Mr Dunne said trials to assess the safety of such drugs were underway in Australia but were probably still two years off completion.
"Clinical trials that produce viable products in Australia that the therapeutic goods agency approves as being able to be prescribed, it's very likely that MedSafe would follow suit."
Mr Dunne said no manufacturers had come forward expressing an interest in conducting clinical trials in New Zealand for a medical cannabis product.
Currently, the Misuse of Drugs Act has an exemption for people wanting to bring in drugs for medicinal purposes.
The law states that a person may bring any controlled drug into New Zealand with them if it's for their own medical use, and it was legally supplied to them overseas for their treatment, and it is no more than one month's worth of treatment.
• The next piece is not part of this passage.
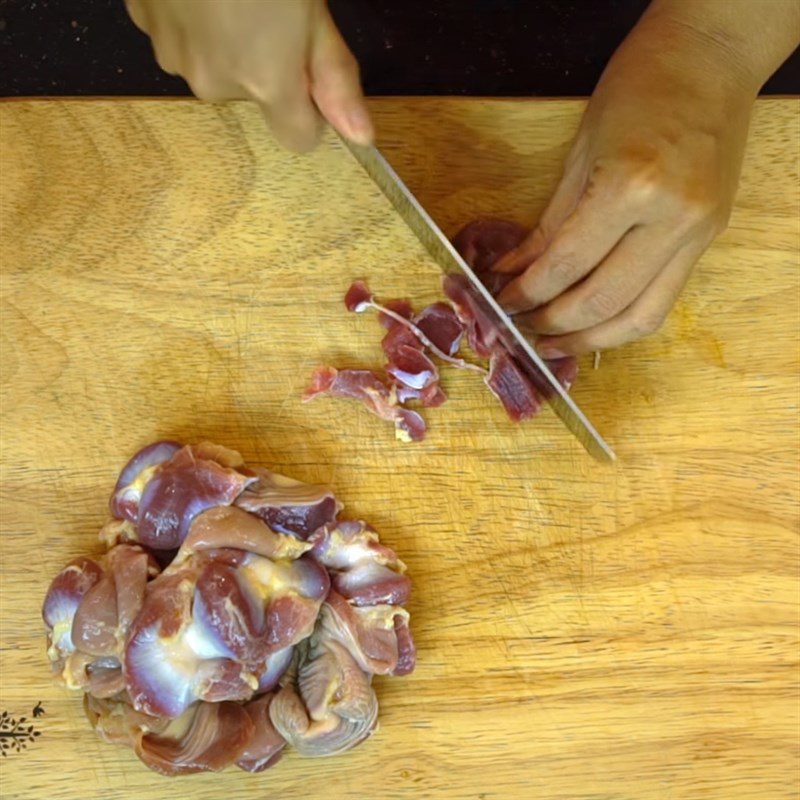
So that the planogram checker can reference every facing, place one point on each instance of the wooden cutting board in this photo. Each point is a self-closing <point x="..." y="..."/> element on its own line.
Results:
<point x="584" y="631"/>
Mr Dunne said he did not expect people to be prosecuted for using medical cannabis.
"I do not expect, and it's not my responsibility anyway, but I do not expect the police or the authorities to be running around persecuting people who are using cannabis sourced illegally."
The drug is already legal for medical use in several American states, and both Queensland and Victoria in Australia expect to legalise it next year.